Code Monkey home page Code Monkey logo

teach_tatc's Introduction

TEACh Two-Agent Task Completion (TATC) Challenge

Task-driven Embodied Agents that Chat

Aishwarya Padmakumar*, Jesse Thomason*, Ayush Shrivastava, Patrick Lange, Anjali Narayan-Chen, Spandana Gella, Robinson Piramuthu, Gokhan Tur, Dilek Hakkani-Tur

TEACH (Task-drive Embodied Agents that Chat) is a set of episodes in which a human Commander who knows what task needs to be accomplished and where objects in a scene are located works with a human Follower who controls a virtual agent in the scene to accomplish household chores. The Commander and Follower communicate via natural language text. TEACh enables researchers to study strategies for natural language cooperation, instruction following from egocentric vision, question and answer generation, and partner modeling. We believe these skills will be necessary for real-world language-driven robotics applications.

The code and model weights are licensed under the MIT License (see SOFTWARELICENSE), images are licensed under Apache 2.0 (see IMAGESLICENSE) and other data files are licensed under CDLA-Sharing 1.0 (see DATALICENSE). Please include appropriate licensing and attribution when using our data and code, and please cite our paper.
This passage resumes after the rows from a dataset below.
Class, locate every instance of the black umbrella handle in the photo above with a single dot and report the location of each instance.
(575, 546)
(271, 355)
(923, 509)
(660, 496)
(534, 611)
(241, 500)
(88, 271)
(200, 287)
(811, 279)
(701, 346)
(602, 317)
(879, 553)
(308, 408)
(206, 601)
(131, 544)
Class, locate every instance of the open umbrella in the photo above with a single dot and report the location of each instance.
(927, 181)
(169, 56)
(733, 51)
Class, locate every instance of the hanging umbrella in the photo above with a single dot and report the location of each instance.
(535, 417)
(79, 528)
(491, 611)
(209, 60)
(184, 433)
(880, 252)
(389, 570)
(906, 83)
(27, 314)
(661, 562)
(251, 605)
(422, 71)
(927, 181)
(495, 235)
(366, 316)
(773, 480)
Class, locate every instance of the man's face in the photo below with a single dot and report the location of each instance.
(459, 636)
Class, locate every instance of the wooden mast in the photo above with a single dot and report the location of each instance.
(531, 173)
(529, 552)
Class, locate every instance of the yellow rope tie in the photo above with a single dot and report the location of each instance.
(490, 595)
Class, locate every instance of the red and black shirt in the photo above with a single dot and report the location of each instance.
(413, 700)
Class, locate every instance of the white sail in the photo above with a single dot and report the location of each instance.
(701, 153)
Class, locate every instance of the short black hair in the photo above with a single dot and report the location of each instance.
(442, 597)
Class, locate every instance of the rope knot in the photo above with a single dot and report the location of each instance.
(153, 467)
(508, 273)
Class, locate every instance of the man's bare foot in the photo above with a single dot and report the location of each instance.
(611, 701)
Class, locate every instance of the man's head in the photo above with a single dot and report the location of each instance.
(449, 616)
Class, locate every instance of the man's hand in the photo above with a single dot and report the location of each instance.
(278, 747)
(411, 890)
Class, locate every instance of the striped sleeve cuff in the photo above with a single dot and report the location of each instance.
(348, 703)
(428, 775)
Note: The TEACh repository at https://github.com/alexa/teach is centered around the EDH and TFD challenges in which the agent must learn to produce actions from only dialogue history. This repository is adapted for the TATC challenge. In TATC, two agents Commander and Follower collaborate via natural language dialogue to solve the tasks.

teach

Prerequisites

  • python3 >=3.7,<=3.8
  • python3.x-dev, example: sudo apt install python3.8-dev
  • tmux, example: sudo apt install tmux
  • xorg, example: sudo apt install xorg openbox
  • ffmpeg, example: sudo apt install ffmpeg

Installation

pip install -r requirements.txt
pip install -e .

Downloading the dataset

Run the following script:

sh download_data.sh

This will download and extract the archive files (games.tar.gz, meta_data.tar.gz) in the default directory (/tmp/teach-dataset). To download the data used for the EDH challenge please refer to the README at https://github.com/alexa/teach.

Remote Server Setup

If running on a remote server without a display, the following setup will be needed to run episode replay, model inference of any model training that invokes the simulator (student forcing / RL).

Start an X-server

tmux
sudo python ./bin/startx.py

Exit the tmux session (CTRL+B, D). Any other commands should be run in the main terminal / different sessions.

Replaying episodes

Most users should not need to do this since we provide this output in meta_data.tar.gz.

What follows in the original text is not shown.